Original KB number:   4051497


Consider the following scenario:

  • A remote mailbox is created in on-premises Active Directory Domain Services (AD DS) environment by using the New-RemoteMailbox cmdlet.
  • A mailbox is provisioned in Exchange Online.

In this scenario, the remote mailbox object in the on-premises AD DS is not considered ACLable. On-premises users cannot add the cloud mailbox user as a delegate or cannot grant folder permissions.


To work around this issue, update the msExchRecipientDisplayType property of the remote mailbox to a value of -1073741818 in the on-premises AD DS.

You can also use the ACLableSyncedObjectEnabled parameter in the New-RemoteMailbox or Enable-RemoteMailbox cmdlet to create the remote mailbox as an ACLable object.
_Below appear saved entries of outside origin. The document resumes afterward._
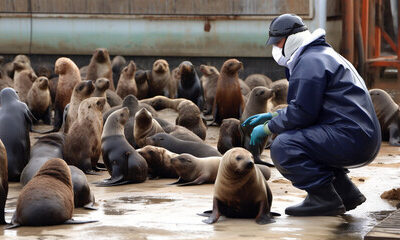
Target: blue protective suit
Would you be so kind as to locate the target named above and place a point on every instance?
(330, 122)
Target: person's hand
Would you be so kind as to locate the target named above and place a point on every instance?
(259, 133)
(259, 119)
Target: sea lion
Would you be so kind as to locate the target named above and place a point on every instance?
(39, 100)
(175, 145)
(195, 171)
(209, 81)
(100, 88)
(159, 161)
(48, 198)
(240, 190)
(189, 86)
(15, 123)
(4, 181)
(258, 80)
(228, 102)
(388, 115)
(229, 135)
(142, 77)
(100, 66)
(145, 126)
(82, 91)
(190, 117)
(117, 64)
(159, 78)
(82, 146)
(127, 83)
(123, 163)
(68, 77)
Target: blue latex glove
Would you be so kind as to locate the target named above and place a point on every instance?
(259, 119)
(259, 133)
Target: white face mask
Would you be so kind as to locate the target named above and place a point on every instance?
(278, 57)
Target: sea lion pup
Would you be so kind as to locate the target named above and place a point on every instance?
(257, 80)
(142, 77)
(176, 145)
(82, 91)
(228, 102)
(24, 77)
(15, 123)
(159, 161)
(127, 83)
(162, 102)
(117, 64)
(68, 77)
(4, 181)
(190, 117)
(388, 115)
(145, 126)
(82, 146)
(100, 88)
(159, 78)
(240, 180)
(195, 171)
(48, 198)
(209, 81)
(123, 163)
(229, 135)
(279, 89)
(39, 100)
(189, 86)
(100, 66)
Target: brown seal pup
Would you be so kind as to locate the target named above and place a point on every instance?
(228, 102)
(176, 145)
(117, 64)
(127, 83)
(240, 190)
(4, 181)
(229, 135)
(39, 100)
(189, 86)
(16, 121)
(195, 171)
(388, 115)
(209, 81)
(83, 142)
(159, 161)
(48, 198)
(68, 77)
(159, 78)
(100, 88)
(123, 163)
(82, 91)
(190, 117)
(142, 79)
(100, 66)
(145, 126)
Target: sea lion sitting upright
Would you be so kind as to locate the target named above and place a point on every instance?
(388, 115)
(15, 123)
(123, 163)
(228, 102)
(3, 181)
(39, 100)
(48, 198)
(240, 190)
(189, 86)
(145, 126)
(100, 66)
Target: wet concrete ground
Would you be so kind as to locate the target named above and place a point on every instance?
(156, 210)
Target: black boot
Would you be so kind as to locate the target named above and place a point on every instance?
(320, 201)
(348, 191)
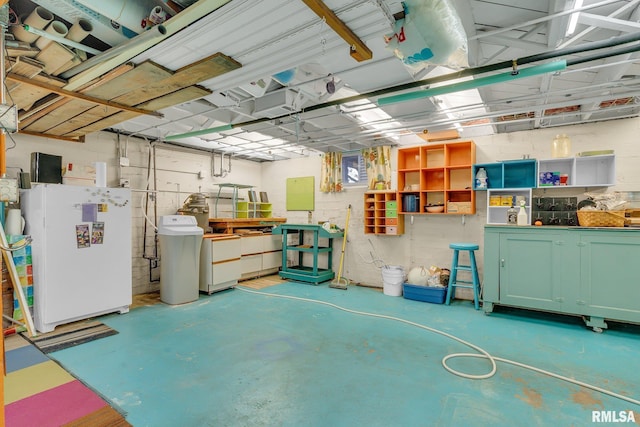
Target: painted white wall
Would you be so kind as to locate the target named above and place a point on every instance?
(426, 239)
(177, 176)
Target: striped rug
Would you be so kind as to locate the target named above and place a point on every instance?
(70, 335)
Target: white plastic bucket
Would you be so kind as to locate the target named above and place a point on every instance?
(392, 280)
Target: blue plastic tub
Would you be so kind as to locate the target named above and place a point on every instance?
(432, 294)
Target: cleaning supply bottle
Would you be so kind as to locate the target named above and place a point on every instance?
(523, 219)
(512, 216)
(481, 179)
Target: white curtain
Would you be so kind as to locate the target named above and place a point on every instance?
(378, 163)
(331, 173)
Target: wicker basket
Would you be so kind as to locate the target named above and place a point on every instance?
(588, 218)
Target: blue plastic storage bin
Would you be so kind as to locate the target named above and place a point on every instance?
(432, 294)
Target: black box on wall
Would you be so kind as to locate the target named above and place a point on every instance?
(46, 168)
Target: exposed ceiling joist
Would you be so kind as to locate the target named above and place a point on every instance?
(77, 95)
(357, 49)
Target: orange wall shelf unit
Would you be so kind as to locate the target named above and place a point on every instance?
(437, 175)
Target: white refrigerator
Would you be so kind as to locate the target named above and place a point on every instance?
(81, 251)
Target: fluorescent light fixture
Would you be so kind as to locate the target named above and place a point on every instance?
(475, 83)
(573, 21)
(198, 132)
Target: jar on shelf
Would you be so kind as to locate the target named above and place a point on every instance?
(561, 146)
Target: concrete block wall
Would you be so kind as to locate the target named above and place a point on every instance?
(426, 239)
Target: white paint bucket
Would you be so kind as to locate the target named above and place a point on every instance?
(392, 280)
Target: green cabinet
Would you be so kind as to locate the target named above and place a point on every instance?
(589, 272)
(309, 242)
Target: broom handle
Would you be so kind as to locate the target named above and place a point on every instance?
(344, 241)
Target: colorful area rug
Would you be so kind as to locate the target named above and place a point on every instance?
(70, 335)
(39, 392)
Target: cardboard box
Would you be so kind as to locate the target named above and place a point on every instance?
(459, 207)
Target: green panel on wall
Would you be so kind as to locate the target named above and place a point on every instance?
(300, 194)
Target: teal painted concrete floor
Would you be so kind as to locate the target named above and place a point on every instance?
(240, 359)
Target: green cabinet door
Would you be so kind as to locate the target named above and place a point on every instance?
(610, 275)
(533, 270)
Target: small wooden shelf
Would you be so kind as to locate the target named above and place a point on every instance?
(436, 174)
(381, 213)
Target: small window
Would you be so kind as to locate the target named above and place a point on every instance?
(354, 171)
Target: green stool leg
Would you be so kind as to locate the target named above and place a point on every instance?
(475, 280)
(451, 291)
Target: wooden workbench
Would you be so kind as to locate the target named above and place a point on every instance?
(228, 225)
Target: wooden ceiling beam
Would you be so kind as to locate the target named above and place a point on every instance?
(79, 139)
(357, 49)
(76, 95)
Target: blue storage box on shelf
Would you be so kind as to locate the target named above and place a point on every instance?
(433, 294)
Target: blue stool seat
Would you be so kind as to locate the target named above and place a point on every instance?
(455, 282)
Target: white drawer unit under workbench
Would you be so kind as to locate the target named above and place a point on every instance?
(220, 265)
(261, 254)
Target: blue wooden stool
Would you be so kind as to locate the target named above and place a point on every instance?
(454, 282)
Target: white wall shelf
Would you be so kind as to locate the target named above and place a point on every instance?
(589, 171)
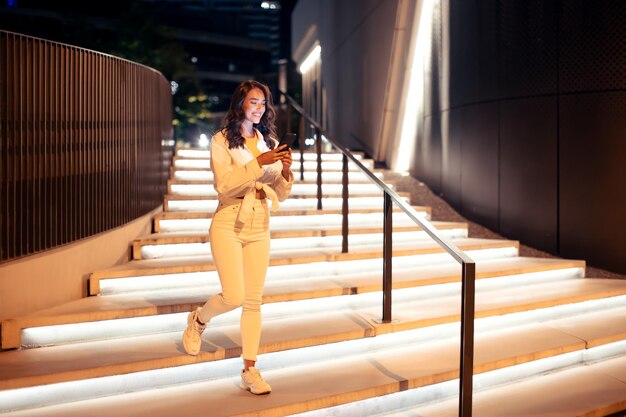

For more information about the cmdlets, see the following articles:


This behavior is by design.

More information

Starting in Microsoft Exchange 2013 Cumulative Update 10, you can make migrated users ACLable by setting an organization configuration. To do this, run the following command:

Set-OrganizationConfig -ACLableSyncedObjectEnabled $True


This requires that an on-premises mailbox is migrated to Exchange Online instead of being provisioned directly in Exchange Online.